# Tera Online Buddy Key



## berg1e (19. Mai 2012)

Grüße,

da ich momentan am überlegen bin, mir Tera online zu kaufen, es aber vorher gerne einmal anspielen möchte, wollte ich mal fragen, ob es Spieler gibt, die eventuell bereit wären mir ihren Buddy Key für eine Test-Spielzeit zu überlassen.
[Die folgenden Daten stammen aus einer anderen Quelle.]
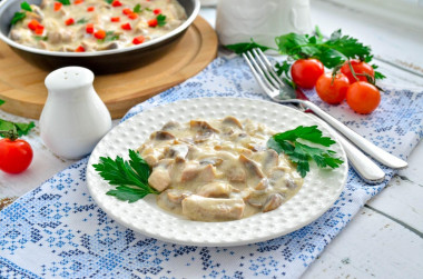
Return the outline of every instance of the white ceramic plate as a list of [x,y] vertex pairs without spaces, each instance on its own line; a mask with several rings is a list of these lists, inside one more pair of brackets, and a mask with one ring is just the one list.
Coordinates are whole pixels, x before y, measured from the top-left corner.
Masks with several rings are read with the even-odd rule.
[[[297,230],[322,216],[340,197],[347,177],[345,152],[331,147],[345,161],[335,170],[322,170],[314,163],[298,193],[276,210],[227,222],[190,221],[167,212],[149,195],[134,203],[107,196],[109,186],[94,169],[99,157],[122,156],[137,149],[169,120],[217,119],[235,116],[265,123],[283,132],[297,126],[319,126],[303,112],[268,101],[235,98],[200,98],[174,102],[141,112],[112,129],[95,148],[88,162],[87,182],[92,198],[111,218],[142,235],[164,241],[194,246],[239,246],[273,239]],[[322,126],[326,136],[335,138]]]

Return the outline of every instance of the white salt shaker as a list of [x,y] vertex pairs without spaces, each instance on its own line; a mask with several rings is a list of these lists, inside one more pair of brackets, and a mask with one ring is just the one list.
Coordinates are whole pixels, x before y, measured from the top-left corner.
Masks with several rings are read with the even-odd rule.
[[48,98],[40,118],[41,139],[56,155],[88,155],[110,130],[111,117],[92,87],[92,71],[66,67],[46,78]]
[[275,37],[309,33],[309,0],[219,0],[216,31],[222,44],[249,42],[276,48]]

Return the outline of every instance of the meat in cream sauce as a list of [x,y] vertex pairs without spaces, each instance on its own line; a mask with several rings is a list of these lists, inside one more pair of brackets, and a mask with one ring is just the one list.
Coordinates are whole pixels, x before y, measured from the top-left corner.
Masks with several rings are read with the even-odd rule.
[[165,210],[197,221],[228,221],[278,208],[303,179],[266,147],[264,124],[226,117],[168,122],[140,148],[151,167],[148,182]]
[[[66,1],[63,1],[66,2]],[[140,44],[179,27],[187,18],[176,0],[42,0],[12,26],[9,37],[50,51],[85,52]]]

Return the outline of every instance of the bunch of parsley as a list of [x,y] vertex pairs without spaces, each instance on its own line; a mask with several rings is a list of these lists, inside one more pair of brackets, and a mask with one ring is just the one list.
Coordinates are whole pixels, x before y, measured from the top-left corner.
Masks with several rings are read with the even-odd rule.
[[[346,61],[351,59],[358,59],[370,63],[373,59],[372,49],[363,44],[357,39],[342,34],[341,29],[334,31],[329,39],[324,39],[318,28],[315,34],[298,34],[287,33],[275,38],[277,50],[281,54],[287,54],[287,59],[283,63],[276,63],[277,73],[282,76],[284,81],[294,87],[295,84],[291,79],[289,69],[295,60],[315,58],[319,60],[326,68],[333,69],[336,72]],[[254,48],[260,48],[263,51],[273,49],[269,47],[260,46],[253,39],[250,42],[236,43],[226,46],[226,48],[243,53]],[[372,64],[374,69],[377,66]],[[381,72],[375,71],[375,79],[384,79]]]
Würde mich freuen, wenn es jemanden gibt, der dazu bereit wäre 


Mit besten Grüßen zum Wochenende
berg1e


----------



## berg1e (20. Mai 2012)

Hm, schade


----------



## cann0nf0dder (22. Mai 2012)

sorry, hab meinen friendsinvite, direkt als es ging, an nen irl freund gegeben und ich hab das gefühl das hier nicht sooooo viele leute tera spielen


----------



## Jabberwocky (30. Mai 2012)

werde ihn dir gerne geben... sobald ich ihn finde... sollte aber kein problem sein 
falls es überhaubt noch nötig ist...


----------



## Jwps (31. Mai 2012)

Was genau ist ein Terra Buddy Key? vergleichbar mit dem 7 Tage Gratis zocken in WoW?


----------



## KingRene303 (1. Juni 2012)

Hallo... falls noch jemand hier einen Friend Invite hat den er nicht braucht nehm ich ihn auch gerne wäre echt nett danke


----------



## cann0nf0dder (1. Juni 2012)

Jwps schrieb:


> Was genau ist ein Terra Buddy Key? vergleichbar mit dem 7 Tage Gratis zocken in WoW?


 
jo, glaub irgendwie bis lvl 15 und 7 tage


----------



## Darkerasor (11. Juni 2012)

fals noch wer einen über hat.
ich bin auch am überlegen ob ich es hole aber wollte halt auch erstmal schauen weil einfach kaufen und dann nicht mögen ist ne doofe sache..
Hätte da jemand einen für mich ?


----------



## Voron (13. Juli 2012)

Hi Leute habr ein Lets Play zu tera gesehen und bin interessiert... aber wollte es erstmal testen hat wer noch einen Gästepass, welchen er nicht braucht ???

Danke im Voraus

MfG


----------